Ce billet de Tal Pavel a été publié en premier lieu en Hébreu sur notre site Global Voices Advocacy
Internet est arrivé au Moyen-Orient au début des années 1990, mais sa vitesse de prolifération a véritablement bondi au tournant du millénaire. Au cours de ces années, l'usage de l'Internet au Moyen-Orient (y compris en Israël) s'est accru de 1648 %, alors que sa croissance mondiale était de 380 %. Le taux de pénétration a atteint 28 % (il est plus élevé que le taux global moyen qui n'est que de 26%). Cela en dépit du fait que les utilisateurs d'Internet de la région constituent à peine 3,3% de l'effectif mondial. Il est curieux de noter que l'Iran et la Syrie ont enregistré les plus forts taux de croissance (12,780% et 11,783% respectivement).

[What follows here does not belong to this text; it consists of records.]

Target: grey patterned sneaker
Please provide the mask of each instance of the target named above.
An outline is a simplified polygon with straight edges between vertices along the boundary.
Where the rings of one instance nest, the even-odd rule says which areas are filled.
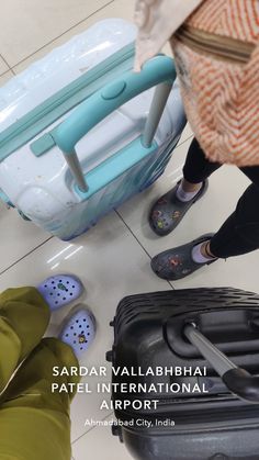
[[[173,189],[160,197],[150,210],[149,224],[151,229],[159,236],[166,236],[171,233],[177,225],[180,224],[182,217],[192,204],[204,195],[209,187],[209,181],[206,179],[195,197],[190,201],[183,202],[177,198],[176,193],[179,183],[180,181]]]
[[[215,262],[216,258],[204,263],[194,262],[192,259],[192,248],[200,243],[207,242],[213,235],[213,233],[207,233],[185,245],[158,254],[151,259],[153,271],[164,280],[180,280],[204,267],[204,265]]]

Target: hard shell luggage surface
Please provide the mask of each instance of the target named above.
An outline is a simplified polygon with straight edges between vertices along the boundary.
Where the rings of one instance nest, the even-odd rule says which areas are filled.
[[[194,324],[202,345],[207,339],[227,355],[216,357],[219,374],[183,334]],[[258,294],[204,288],[132,295],[111,325],[113,434],[134,458],[259,459]]]
[[[135,35],[102,21],[0,89],[1,199],[61,239],[150,186],[184,127],[173,60],[133,74]]]

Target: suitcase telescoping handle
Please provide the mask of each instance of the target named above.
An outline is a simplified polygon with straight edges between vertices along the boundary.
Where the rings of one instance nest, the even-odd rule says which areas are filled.
[[[97,91],[57,127],[55,143],[64,153],[82,192],[88,191],[88,184],[76,153],[76,144],[114,110],[143,91],[158,86],[142,138],[143,146],[150,147],[174,79],[173,60],[168,56],[156,56],[144,65],[140,72],[125,72],[121,79]]]
[[[195,324],[184,326],[183,333],[222,377],[232,393],[241,400],[259,403],[259,377],[254,377],[245,369],[238,368],[198,330]]]

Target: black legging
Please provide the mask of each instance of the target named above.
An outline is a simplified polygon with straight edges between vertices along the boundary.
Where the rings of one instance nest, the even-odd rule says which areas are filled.
[[[183,177],[189,182],[199,183],[211,176],[221,164],[211,162],[194,138],[190,145]],[[251,180],[239,199],[234,213],[224,222],[211,239],[211,251],[219,258],[239,256],[259,248],[259,166],[240,170]]]

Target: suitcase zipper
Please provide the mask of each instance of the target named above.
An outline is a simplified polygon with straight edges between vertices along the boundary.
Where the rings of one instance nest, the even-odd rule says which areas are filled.
[[[130,70],[133,66],[134,49],[134,43],[126,45],[2,131],[0,161],[89,98],[106,83],[109,77],[111,80],[121,72]]]
[[[195,52],[202,52],[232,64],[247,64],[256,48],[254,43],[211,34],[189,25],[182,25],[174,36]]]

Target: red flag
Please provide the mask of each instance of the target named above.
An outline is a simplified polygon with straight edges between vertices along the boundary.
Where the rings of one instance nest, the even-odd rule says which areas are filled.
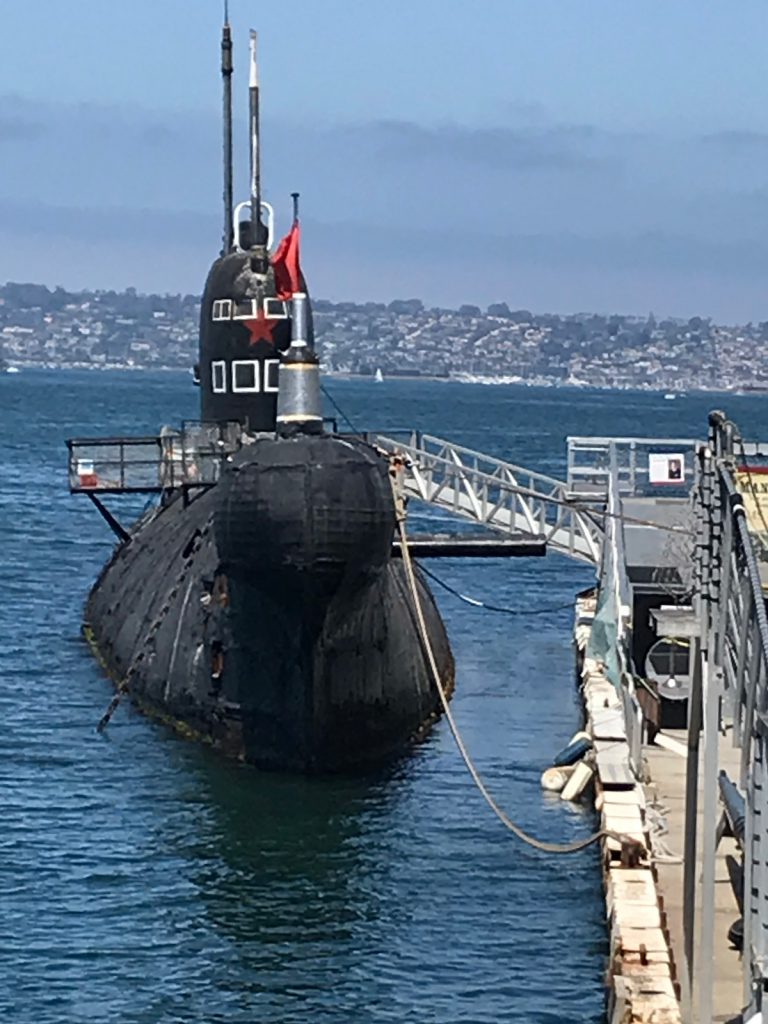
[[[299,266],[299,222],[283,239],[272,256],[274,286],[279,299],[290,299],[294,292],[304,291],[304,275]]]

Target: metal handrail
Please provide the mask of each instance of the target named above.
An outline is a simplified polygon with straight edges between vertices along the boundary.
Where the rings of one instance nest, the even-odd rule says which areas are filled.
[[[573,506],[563,481],[431,434],[412,433],[408,442],[384,434],[370,439],[403,457],[411,497],[508,535],[542,539],[581,561],[599,561],[602,527],[593,513]]]

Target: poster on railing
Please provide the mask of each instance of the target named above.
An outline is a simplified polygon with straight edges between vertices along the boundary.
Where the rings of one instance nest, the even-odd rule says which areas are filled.
[[[685,480],[685,456],[680,453],[651,452],[648,455],[648,482],[681,484]]]
[[[735,483],[752,534],[768,534],[768,473],[765,466],[739,466]]]

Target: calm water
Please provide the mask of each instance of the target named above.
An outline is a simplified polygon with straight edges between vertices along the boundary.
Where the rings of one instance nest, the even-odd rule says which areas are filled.
[[[417,426],[562,472],[568,433],[694,435],[708,396],[332,382],[355,424]],[[574,1022],[602,1019],[594,852],[548,858],[490,818],[441,723],[366,780],[224,764],[123,707],[79,637],[105,524],[71,498],[66,437],[197,414],[185,375],[0,376],[0,1016],[4,1022]],[[722,401],[723,399],[720,399]],[[729,399],[744,430],[764,400]],[[549,556],[432,563],[498,604],[568,602]],[[511,618],[437,592],[455,712],[537,835],[593,827],[539,775],[579,724],[570,613]]]

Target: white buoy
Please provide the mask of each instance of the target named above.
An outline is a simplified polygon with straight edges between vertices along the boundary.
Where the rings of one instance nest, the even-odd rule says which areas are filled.
[[[561,768],[548,768],[542,772],[542,788],[549,793],[560,793],[575,771],[575,765],[563,765]]]
[[[568,740],[568,746],[570,746],[571,743],[578,743],[580,739],[586,739],[590,743],[592,742],[592,736],[590,736],[589,732],[585,732],[584,729],[581,729],[579,732],[574,732],[570,737]]]
[[[560,800],[579,800],[589,785],[593,774],[592,767],[586,761],[580,761],[560,793]]]

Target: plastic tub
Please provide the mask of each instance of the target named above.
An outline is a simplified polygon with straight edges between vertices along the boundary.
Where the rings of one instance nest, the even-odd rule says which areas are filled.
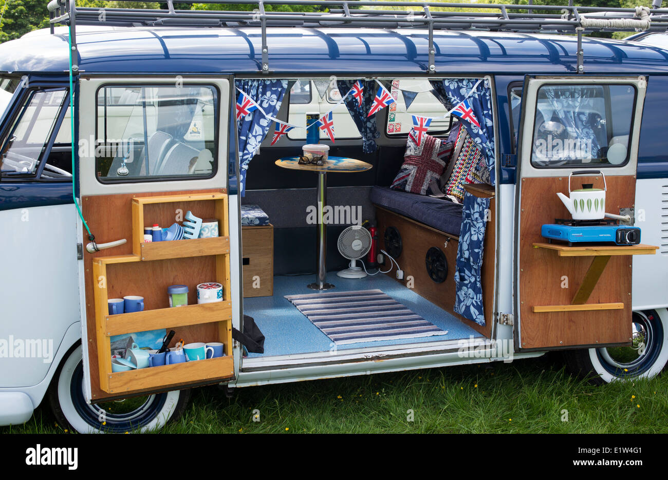
[[[320,144],[309,144],[301,148],[304,152],[304,156],[309,158],[313,157],[323,157],[323,162],[327,162],[329,156],[329,146],[321,145]]]
[[[188,304],[188,285],[170,285],[167,287],[167,294],[170,307]]]

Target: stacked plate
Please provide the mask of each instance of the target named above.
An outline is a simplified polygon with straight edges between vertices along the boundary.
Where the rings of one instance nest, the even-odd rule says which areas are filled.
[[[172,225],[169,228],[164,228],[162,232],[163,240],[164,241],[182,240],[183,238],[183,227],[176,223]]]

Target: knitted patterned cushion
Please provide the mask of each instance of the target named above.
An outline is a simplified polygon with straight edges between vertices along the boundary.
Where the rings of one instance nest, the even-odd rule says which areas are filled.
[[[406,142],[403,164],[390,188],[426,195],[429,184],[438,180],[452,154],[452,143],[424,134],[418,144],[418,134],[411,130]]]
[[[453,159],[455,162],[448,183],[443,188],[443,193],[452,195],[460,202],[464,200],[464,186],[466,184],[489,183],[488,175],[484,156],[475,141],[466,133],[466,128],[460,128],[455,145],[463,142],[459,156]]]

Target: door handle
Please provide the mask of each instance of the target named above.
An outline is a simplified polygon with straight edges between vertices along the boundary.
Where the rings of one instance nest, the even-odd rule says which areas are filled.
[[[107,243],[101,244],[96,244],[95,242],[90,242],[86,246],[86,250],[88,253],[95,253],[96,252],[99,252],[100,250],[104,250],[105,248],[111,248],[112,247],[122,245],[127,241],[128,240],[125,238],[121,238],[120,240],[116,240],[116,242],[108,242]]]

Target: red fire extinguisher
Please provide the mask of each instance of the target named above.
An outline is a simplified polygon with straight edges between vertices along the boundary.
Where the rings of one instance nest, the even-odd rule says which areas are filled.
[[[371,226],[369,227],[369,233],[371,234],[371,248],[369,249],[369,256],[367,257],[367,263],[369,268],[377,268],[378,229],[373,222],[370,222],[369,225]]]

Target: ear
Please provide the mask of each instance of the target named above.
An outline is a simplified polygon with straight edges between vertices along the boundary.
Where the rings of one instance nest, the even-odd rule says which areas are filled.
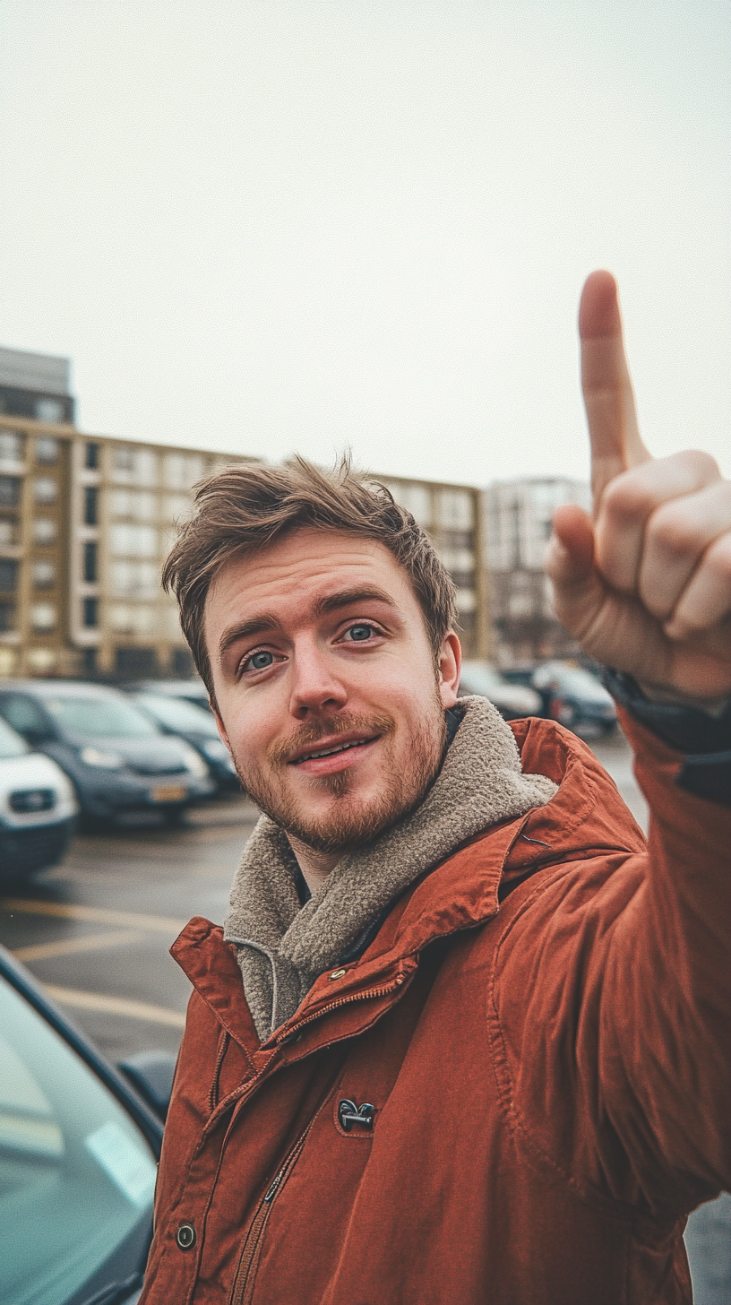
[[[462,671],[462,646],[454,630],[444,636],[437,666],[441,705],[443,707],[453,707],[457,702],[459,673]]]

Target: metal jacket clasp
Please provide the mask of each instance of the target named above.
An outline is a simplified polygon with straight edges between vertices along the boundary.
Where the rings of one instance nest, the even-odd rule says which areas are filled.
[[[346,1098],[345,1101],[338,1103],[338,1121],[345,1133],[350,1133],[354,1124],[359,1124],[363,1129],[372,1129],[375,1113],[376,1107],[371,1105],[369,1101],[356,1105],[355,1101]]]

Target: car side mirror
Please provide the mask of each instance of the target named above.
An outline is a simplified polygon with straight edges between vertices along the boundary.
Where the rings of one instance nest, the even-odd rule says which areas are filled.
[[[119,1069],[146,1105],[164,1124],[172,1094],[178,1058],[171,1052],[137,1052],[120,1061]]]

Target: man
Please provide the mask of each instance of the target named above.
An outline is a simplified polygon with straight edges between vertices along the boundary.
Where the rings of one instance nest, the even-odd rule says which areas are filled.
[[[580,328],[595,510],[548,570],[649,848],[572,735],[457,699],[449,578],[385,492],[198,492],[166,578],[265,816],[225,932],[172,949],[144,1305],[691,1298],[685,1215],[731,1184],[731,485],[644,449],[607,273]]]

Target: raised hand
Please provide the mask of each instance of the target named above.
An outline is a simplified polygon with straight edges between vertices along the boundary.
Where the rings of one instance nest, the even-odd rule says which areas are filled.
[[[581,296],[593,517],[559,508],[546,570],[559,620],[590,656],[647,688],[731,693],[731,482],[708,453],[653,458],[637,429],[616,283]]]

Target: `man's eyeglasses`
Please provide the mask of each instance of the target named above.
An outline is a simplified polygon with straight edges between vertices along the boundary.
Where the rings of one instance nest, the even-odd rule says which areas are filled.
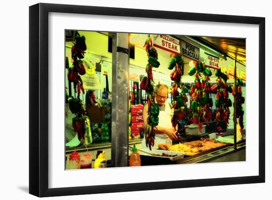
[[[159,95],[158,95],[157,94],[156,95],[157,95],[157,96],[158,97],[158,98],[160,99],[163,99],[166,100],[167,99],[167,98],[168,98],[168,96],[163,97],[163,96],[161,96]]]

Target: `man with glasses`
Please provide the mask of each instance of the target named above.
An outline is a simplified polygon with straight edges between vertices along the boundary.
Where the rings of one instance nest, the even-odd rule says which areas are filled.
[[[168,97],[168,86],[165,84],[157,85],[154,90],[155,100],[159,105],[160,113],[159,114],[159,124],[155,129],[155,144],[153,149],[159,149],[158,145],[167,144],[172,145],[172,140],[179,139],[176,135],[176,131],[172,127],[171,123],[171,105],[167,101]],[[146,126],[148,117],[148,105],[146,103],[143,107],[143,118],[144,127]],[[143,140],[142,147],[146,147],[145,140]]]

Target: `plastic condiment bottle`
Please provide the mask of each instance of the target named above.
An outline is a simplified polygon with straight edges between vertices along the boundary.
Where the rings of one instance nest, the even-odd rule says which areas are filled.
[[[105,159],[105,151],[103,151],[99,154],[94,161],[94,168],[105,168],[107,167],[107,160]]]
[[[80,169],[80,155],[77,152],[76,150],[75,150],[75,151],[70,155],[69,158],[69,169]]]
[[[91,156],[88,152],[86,152],[86,153],[82,156],[81,160],[80,160],[81,169],[87,169],[91,168]]]
[[[134,144],[132,149],[132,152],[131,153],[130,157],[130,166],[141,166],[140,154],[137,151],[137,149],[135,146],[135,144]]]

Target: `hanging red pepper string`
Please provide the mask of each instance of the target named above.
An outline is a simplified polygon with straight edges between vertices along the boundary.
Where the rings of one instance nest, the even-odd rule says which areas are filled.
[[[189,93],[191,96],[190,121],[197,124],[199,131],[202,132],[203,122],[209,125],[209,121],[212,118],[211,107],[213,106],[213,101],[210,98],[211,91],[210,76],[212,72],[210,68],[205,67],[202,62],[194,61],[193,66],[188,74],[195,76],[194,84],[192,85]]]
[[[171,53],[170,56],[168,69],[172,70],[174,67],[175,69],[170,73],[170,78],[174,81],[172,89],[173,100],[171,108],[174,108],[174,112],[171,121],[172,126],[177,130],[176,127],[178,124],[180,125],[180,128],[182,128],[188,123],[188,109],[186,103],[188,99],[186,96],[188,89],[181,82],[183,65],[182,56],[174,53]],[[181,93],[178,91],[179,88],[181,90]]]
[[[227,126],[228,126],[230,111],[229,107],[232,105],[231,100],[228,98],[228,93],[232,92],[231,87],[227,85],[228,75],[223,73],[221,70],[215,70],[216,84],[211,87],[211,91],[216,93],[215,106],[216,107],[215,118],[218,125],[219,121],[223,119]]]
[[[244,129],[244,110],[242,107],[242,104],[245,102],[245,98],[242,96],[242,86],[243,86],[243,81],[240,78],[236,80],[236,117],[238,118],[238,123],[240,125],[240,130],[241,133],[242,133]],[[235,95],[234,92],[234,85],[233,86],[232,95]],[[234,105],[233,104],[233,107]],[[235,116],[233,115],[233,122],[234,121]]]
[[[154,127],[159,123],[159,106],[155,103],[155,94],[153,85],[152,67],[157,68],[160,65],[158,60],[158,53],[153,46],[151,37],[148,35],[143,47],[148,57],[148,63],[145,68],[147,76],[145,76],[141,81],[140,88],[146,93],[146,102],[148,103],[148,115],[146,127],[145,127],[145,144],[151,150],[154,146],[155,140]]]
[[[77,132],[79,140],[84,138],[85,134],[86,110],[83,107],[80,98],[81,92],[85,93],[83,88],[83,82],[80,75],[85,74],[86,70],[83,62],[81,59],[84,57],[84,53],[87,50],[85,37],[78,35],[75,38],[76,42],[71,48],[71,57],[73,67],[68,69],[68,79],[69,83],[73,82],[75,95],[78,93],[77,98],[73,98],[69,101],[69,107],[71,111],[76,114],[73,118],[72,126],[74,130]]]
[[[134,104],[134,100],[135,99],[135,96],[137,94],[137,92],[136,91],[136,87],[137,87],[137,85],[136,85],[136,83],[133,84],[133,87],[132,87],[132,94],[131,95],[131,97],[130,99],[130,101],[132,105],[133,105]]]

Le Moyen-Orient, cependant, est très contrasté dans ce domaine aussi : à côté des pays du Golfe ayant un taux de pénétration de 50% ou plus, on trouve des pays comme l'Irak et le Yémen avec un taux d'à peine d'1%. Internet et ses réseaux sociaux en ligne ont été sans doute l'un des facteurs de changement qui ont le plus influencé le Moyen-Orient pendant cette dernière décennie, mais pas nécessairement en termes d'opportunités économiques et commerciales reconnues par les gouvernements de la région. L'influence d'Internet au Moyen-Orient provient principalement de sa nature, précisément : un média immédiat, répandu et accessible à tout le monde à travers tous les appareils mobiles, un moyen parfaitement adapté aux échanges d'information entre des citoyens vivant dans un contexte très restrictif.
Le phénomène a connu son apogée lors de l'élection présidentielle en Iran au mois de juin 2009. Les Iraniens sont connus pour leur faim d'information et de communication depuis des années – du temps même de l'imam Khomeini, qui diffusait ses sermons dans tout le pays avec des cassettes audio, jusqu'à aujourd'hui où des antennes satellites ornent chaque toit de Téhéran. Tous les quatre candidats se sont vigoureusement servi d'Internet, en s'appuyant particulièrement sur divers réseaux sociaux.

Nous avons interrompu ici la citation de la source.